Adílio, ídolo do Fla e ex-treinador de Célio Jr.
Mas a expectativa de ir para um grande centro não se cumpriu. Enganado, foi levado para o Bellinzona, da Segunda Divisão da Suíça. Viveu, ali, o pior momento na carreira - talvez, da vida. Tentou outra vez na Bélgica. Em vão. Sozinho, voltou ao Brasil para jogar em times como América de Teófilo Otoni, Tombense, Valeriodoce-MG e na Croácia, em 2012. Durante o período, conviveu com o racismo na Europa na Suíça e na Croácia, a realidade dura e o arrependimento.

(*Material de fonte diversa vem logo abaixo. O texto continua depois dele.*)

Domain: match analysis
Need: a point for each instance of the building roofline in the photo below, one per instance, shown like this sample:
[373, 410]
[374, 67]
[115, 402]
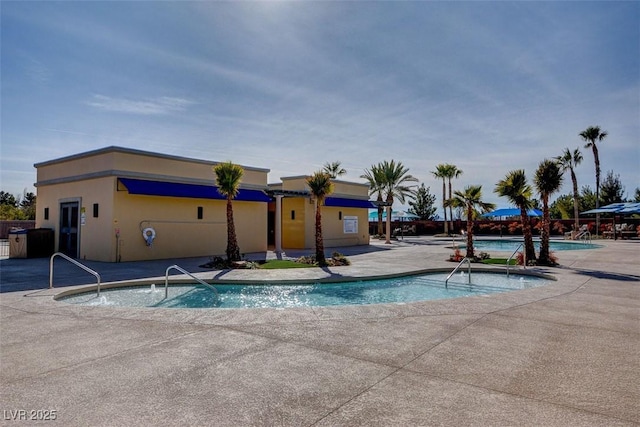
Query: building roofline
[117, 149]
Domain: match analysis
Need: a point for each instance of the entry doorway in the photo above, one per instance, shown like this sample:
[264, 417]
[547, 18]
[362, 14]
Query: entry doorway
[69, 225]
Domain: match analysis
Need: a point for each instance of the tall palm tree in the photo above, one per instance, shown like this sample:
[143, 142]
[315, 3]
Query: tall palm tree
[441, 172]
[334, 169]
[568, 161]
[547, 180]
[452, 171]
[471, 201]
[320, 186]
[228, 177]
[395, 179]
[591, 135]
[515, 188]
[375, 179]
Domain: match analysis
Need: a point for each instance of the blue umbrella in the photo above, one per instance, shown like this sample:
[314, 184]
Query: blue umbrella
[511, 212]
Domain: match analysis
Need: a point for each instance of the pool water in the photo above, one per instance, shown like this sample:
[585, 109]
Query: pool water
[509, 245]
[396, 290]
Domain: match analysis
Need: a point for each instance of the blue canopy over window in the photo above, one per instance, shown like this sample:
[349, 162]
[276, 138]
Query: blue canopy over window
[193, 191]
[348, 203]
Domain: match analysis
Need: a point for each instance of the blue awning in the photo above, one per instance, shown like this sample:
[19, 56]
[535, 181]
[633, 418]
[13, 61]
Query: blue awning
[348, 203]
[193, 191]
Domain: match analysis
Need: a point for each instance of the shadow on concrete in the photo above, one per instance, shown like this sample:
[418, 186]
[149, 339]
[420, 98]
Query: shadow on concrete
[608, 275]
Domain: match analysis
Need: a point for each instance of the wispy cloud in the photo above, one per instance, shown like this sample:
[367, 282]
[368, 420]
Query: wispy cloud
[154, 106]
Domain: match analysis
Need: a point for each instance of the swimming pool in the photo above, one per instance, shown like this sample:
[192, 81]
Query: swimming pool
[509, 245]
[393, 290]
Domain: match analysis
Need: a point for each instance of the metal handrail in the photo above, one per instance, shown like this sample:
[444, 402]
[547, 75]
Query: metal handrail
[177, 267]
[446, 281]
[511, 257]
[74, 262]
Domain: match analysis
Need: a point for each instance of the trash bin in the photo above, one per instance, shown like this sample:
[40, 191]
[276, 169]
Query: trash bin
[40, 242]
[18, 244]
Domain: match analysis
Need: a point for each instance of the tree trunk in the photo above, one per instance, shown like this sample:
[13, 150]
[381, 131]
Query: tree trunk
[529, 249]
[450, 208]
[444, 207]
[543, 258]
[470, 253]
[597, 161]
[233, 251]
[576, 201]
[320, 259]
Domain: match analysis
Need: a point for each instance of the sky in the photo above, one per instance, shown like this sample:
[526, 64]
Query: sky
[490, 87]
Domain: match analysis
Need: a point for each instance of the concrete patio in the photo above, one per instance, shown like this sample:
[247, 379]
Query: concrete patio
[567, 354]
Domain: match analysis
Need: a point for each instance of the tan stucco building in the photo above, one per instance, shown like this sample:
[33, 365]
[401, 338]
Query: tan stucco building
[119, 204]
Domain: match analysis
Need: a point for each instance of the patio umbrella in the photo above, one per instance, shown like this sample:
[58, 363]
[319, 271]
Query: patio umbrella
[511, 212]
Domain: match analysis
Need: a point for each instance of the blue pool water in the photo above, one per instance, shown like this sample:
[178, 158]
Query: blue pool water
[396, 290]
[509, 245]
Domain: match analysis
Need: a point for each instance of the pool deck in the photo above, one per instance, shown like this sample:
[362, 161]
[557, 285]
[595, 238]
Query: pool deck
[566, 354]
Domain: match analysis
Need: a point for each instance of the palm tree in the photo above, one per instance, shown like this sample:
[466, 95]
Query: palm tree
[440, 172]
[334, 169]
[591, 135]
[471, 200]
[375, 179]
[569, 161]
[320, 186]
[395, 179]
[547, 180]
[515, 188]
[228, 177]
[452, 171]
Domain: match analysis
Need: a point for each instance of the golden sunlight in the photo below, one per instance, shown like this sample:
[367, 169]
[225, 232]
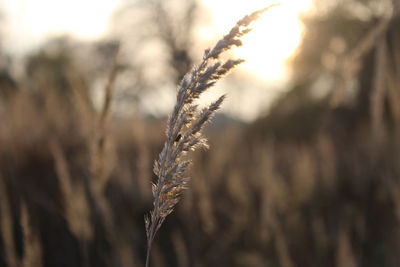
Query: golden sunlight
[274, 38]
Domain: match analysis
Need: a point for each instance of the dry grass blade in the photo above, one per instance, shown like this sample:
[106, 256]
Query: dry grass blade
[185, 125]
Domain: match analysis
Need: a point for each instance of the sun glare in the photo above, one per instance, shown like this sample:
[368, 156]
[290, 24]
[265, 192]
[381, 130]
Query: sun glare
[274, 38]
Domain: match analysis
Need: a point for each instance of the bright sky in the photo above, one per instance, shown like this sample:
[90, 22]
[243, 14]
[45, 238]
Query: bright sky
[30, 22]
[27, 23]
[275, 35]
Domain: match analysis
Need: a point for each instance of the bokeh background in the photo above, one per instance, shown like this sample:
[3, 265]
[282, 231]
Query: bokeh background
[303, 168]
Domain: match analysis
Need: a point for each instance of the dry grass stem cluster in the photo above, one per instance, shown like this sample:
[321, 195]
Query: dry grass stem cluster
[185, 125]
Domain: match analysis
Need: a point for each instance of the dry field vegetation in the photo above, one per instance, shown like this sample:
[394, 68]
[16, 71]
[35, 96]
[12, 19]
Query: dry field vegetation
[314, 183]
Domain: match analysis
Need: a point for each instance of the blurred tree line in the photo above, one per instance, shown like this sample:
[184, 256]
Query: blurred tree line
[315, 182]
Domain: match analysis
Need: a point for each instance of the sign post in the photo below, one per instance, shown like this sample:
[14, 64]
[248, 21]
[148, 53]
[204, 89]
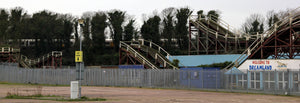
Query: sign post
[79, 58]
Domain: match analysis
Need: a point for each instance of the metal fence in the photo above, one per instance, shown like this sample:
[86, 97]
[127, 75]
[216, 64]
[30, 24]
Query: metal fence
[271, 82]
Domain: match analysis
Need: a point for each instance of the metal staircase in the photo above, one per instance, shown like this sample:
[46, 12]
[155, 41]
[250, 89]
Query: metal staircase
[159, 57]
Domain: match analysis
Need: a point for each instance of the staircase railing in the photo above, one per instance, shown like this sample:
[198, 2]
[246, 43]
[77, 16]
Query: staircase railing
[137, 55]
[161, 53]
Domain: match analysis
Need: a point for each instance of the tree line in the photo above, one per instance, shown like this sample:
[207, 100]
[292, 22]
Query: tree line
[59, 32]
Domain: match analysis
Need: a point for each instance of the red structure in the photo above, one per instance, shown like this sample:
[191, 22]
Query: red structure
[208, 36]
[282, 42]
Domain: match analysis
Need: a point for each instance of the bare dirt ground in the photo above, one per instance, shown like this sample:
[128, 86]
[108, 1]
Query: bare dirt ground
[142, 95]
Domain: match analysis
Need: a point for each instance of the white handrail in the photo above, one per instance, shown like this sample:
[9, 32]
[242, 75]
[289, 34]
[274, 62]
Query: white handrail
[138, 55]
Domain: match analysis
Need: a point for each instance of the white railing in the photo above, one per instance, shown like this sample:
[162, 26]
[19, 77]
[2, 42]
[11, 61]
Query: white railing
[161, 51]
[30, 62]
[137, 55]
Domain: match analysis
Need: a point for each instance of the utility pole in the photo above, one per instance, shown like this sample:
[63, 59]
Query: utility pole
[79, 58]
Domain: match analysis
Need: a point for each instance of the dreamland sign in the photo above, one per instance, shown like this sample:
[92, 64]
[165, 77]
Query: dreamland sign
[270, 64]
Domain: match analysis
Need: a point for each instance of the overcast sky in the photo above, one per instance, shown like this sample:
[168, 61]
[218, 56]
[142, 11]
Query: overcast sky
[233, 12]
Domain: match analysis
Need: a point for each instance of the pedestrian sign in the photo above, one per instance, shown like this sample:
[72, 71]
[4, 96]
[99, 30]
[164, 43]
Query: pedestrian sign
[78, 56]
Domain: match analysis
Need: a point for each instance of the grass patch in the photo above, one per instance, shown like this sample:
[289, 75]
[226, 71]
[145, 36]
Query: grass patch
[84, 98]
[51, 97]
[34, 84]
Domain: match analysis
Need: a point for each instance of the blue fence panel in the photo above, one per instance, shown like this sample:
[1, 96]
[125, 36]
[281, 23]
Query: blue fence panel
[202, 77]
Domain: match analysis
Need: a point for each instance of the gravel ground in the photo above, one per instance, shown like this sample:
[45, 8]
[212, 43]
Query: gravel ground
[141, 95]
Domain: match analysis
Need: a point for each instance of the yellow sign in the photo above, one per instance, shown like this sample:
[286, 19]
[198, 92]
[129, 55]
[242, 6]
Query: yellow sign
[78, 56]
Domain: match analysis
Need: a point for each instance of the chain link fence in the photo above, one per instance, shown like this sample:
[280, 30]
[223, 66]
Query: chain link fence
[285, 82]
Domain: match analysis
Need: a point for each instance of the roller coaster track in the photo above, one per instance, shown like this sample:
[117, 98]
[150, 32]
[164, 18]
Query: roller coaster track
[216, 37]
[283, 34]
[159, 58]
[52, 59]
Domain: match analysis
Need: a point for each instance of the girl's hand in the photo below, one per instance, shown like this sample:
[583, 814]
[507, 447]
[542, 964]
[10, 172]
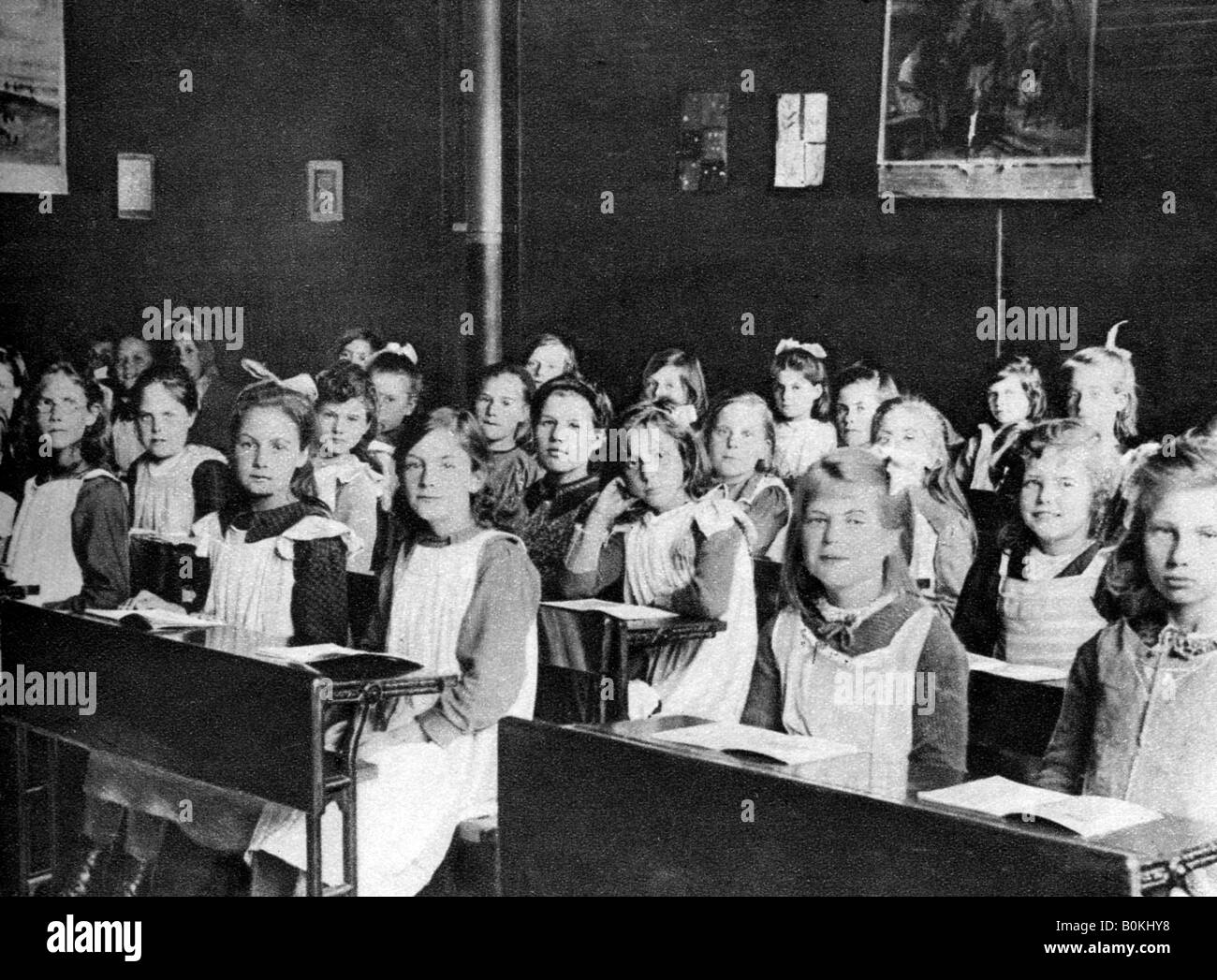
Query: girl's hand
[151, 600]
[612, 502]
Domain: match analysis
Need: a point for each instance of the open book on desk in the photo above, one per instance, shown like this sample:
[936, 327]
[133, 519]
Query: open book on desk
[1086, 816]
[154, 619]
[1033, 672]
[617, 610]
[745, 739]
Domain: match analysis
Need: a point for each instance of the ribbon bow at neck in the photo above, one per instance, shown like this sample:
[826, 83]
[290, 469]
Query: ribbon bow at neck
[790, 344]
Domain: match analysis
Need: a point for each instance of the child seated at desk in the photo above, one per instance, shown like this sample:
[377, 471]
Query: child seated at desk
[674, 551]
[174, 482]
[276, 565]
[458, 598]
[851, 619]
[69, 537]
[1138, 721]
[1041, 596]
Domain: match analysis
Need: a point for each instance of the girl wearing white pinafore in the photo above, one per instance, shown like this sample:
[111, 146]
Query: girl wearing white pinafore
[422, 790]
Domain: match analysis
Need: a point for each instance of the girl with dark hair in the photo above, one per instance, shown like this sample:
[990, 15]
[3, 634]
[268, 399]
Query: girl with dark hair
[459, 598]
[69, 537]
[677, 550]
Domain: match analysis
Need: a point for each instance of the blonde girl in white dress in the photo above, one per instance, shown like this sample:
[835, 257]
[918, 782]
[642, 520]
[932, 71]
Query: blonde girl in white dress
[459, 598]
[673, 550]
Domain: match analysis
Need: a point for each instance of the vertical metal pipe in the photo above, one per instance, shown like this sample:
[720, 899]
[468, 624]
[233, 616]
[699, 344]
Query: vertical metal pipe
[485, 236]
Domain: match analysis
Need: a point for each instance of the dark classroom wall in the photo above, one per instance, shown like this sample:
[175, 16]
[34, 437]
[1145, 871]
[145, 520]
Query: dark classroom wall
[276, 83]
[601, 86]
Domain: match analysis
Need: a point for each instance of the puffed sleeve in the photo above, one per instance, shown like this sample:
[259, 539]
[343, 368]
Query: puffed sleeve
[491, 645]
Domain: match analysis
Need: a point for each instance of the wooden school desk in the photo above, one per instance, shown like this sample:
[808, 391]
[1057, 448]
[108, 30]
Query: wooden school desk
[199, 704]
[599, 810]
[580, 651]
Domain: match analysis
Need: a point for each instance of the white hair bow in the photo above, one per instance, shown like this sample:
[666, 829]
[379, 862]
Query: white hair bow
[405, 349]
[790, 344]
[301, 384]
[1110, 344]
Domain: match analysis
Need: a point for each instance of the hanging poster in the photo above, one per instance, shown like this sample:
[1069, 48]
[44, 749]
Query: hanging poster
[987, 99]
[33, 124]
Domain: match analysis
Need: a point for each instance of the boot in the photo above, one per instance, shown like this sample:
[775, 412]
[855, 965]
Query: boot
[88, 873]
[135, 878]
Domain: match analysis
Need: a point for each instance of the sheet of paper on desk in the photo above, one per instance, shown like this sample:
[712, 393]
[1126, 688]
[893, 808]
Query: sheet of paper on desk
[308, 654]
[1034, 672]
[159, 619]
[726, 737]
[617, 610]
[1086, 816]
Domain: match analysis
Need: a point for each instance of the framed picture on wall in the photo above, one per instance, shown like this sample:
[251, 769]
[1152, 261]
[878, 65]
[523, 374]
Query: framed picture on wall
[135, 185]
[325, 190]
[989, 99]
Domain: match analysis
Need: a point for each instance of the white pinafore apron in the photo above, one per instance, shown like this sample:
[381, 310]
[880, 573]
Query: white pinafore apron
[421, 792]
[40, 551]
[1154, 741]
[709, 679]
[863, 700]
[252, 588]
[1046, 621]
[777, 550]
[165, 494]
[332, 480]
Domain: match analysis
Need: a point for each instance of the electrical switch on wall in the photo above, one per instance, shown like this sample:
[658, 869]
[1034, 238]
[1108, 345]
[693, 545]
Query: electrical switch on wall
[701, 161]
[802, 136]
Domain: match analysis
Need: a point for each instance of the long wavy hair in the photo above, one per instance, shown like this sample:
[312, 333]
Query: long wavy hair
[867, 475]
[1193, 465]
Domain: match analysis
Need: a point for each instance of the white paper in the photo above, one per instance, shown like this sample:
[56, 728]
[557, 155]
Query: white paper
[789, 749]
[1034, 672]
[617, 610]
[161, 619]
[1086, 816]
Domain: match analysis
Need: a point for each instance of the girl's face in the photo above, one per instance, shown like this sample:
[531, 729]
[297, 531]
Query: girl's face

- Com certeza (o sucesso subiu a cabeça). Imagina um cara que ganha R$ 1 mil por mês e do nada passa a ganhar R$ 22 mil? Claro que vai mudar a sua cabeça. Quanto mais você ganha, mais você quer gastar. Então eu fui junto com o que o dinheiro me oferecia. Mas a vida é assim, um dia você tá em cima, outra hora você tá por baixo. Era para eu ter parado com isso para poder depois falar a palavra-chave: estabilidade. Curti muito, aproveitei muito, mas poderia ter parado com aquelas coisas.
Hoje, pai de família, Célio Júnior tem planos. Sonha em fazer uma faculdade e cursar, de repente, a educação física. Irreverente, descontraído e dono de um sorriso fácil de ser percebido, o ex-jogador garante não se remoer pelo passado, muito pelo que construiu. Mas admite: o peso de não ter se tornado tudo aquilo o que todos imaginavam ainda lhe incomoda.
- Muita gente fala "Pô, Célio, você era uma promessa". Eu tento explicar para todo mundo o que aconteceu. Mas eu sei que não é o fim do mundo, não. Claro que não foi como eu planejei. Mas têm muitos que jogaram comigo e que hoje não têm uma casa, um emprego e, graças a Deus, eu consegui isso. Mas me dói as vezes quando dizem que hoje eu estou acabado. Só que eu tenho que levar. Hoje tenho minha família e não posso parar, abaixar a cabeça.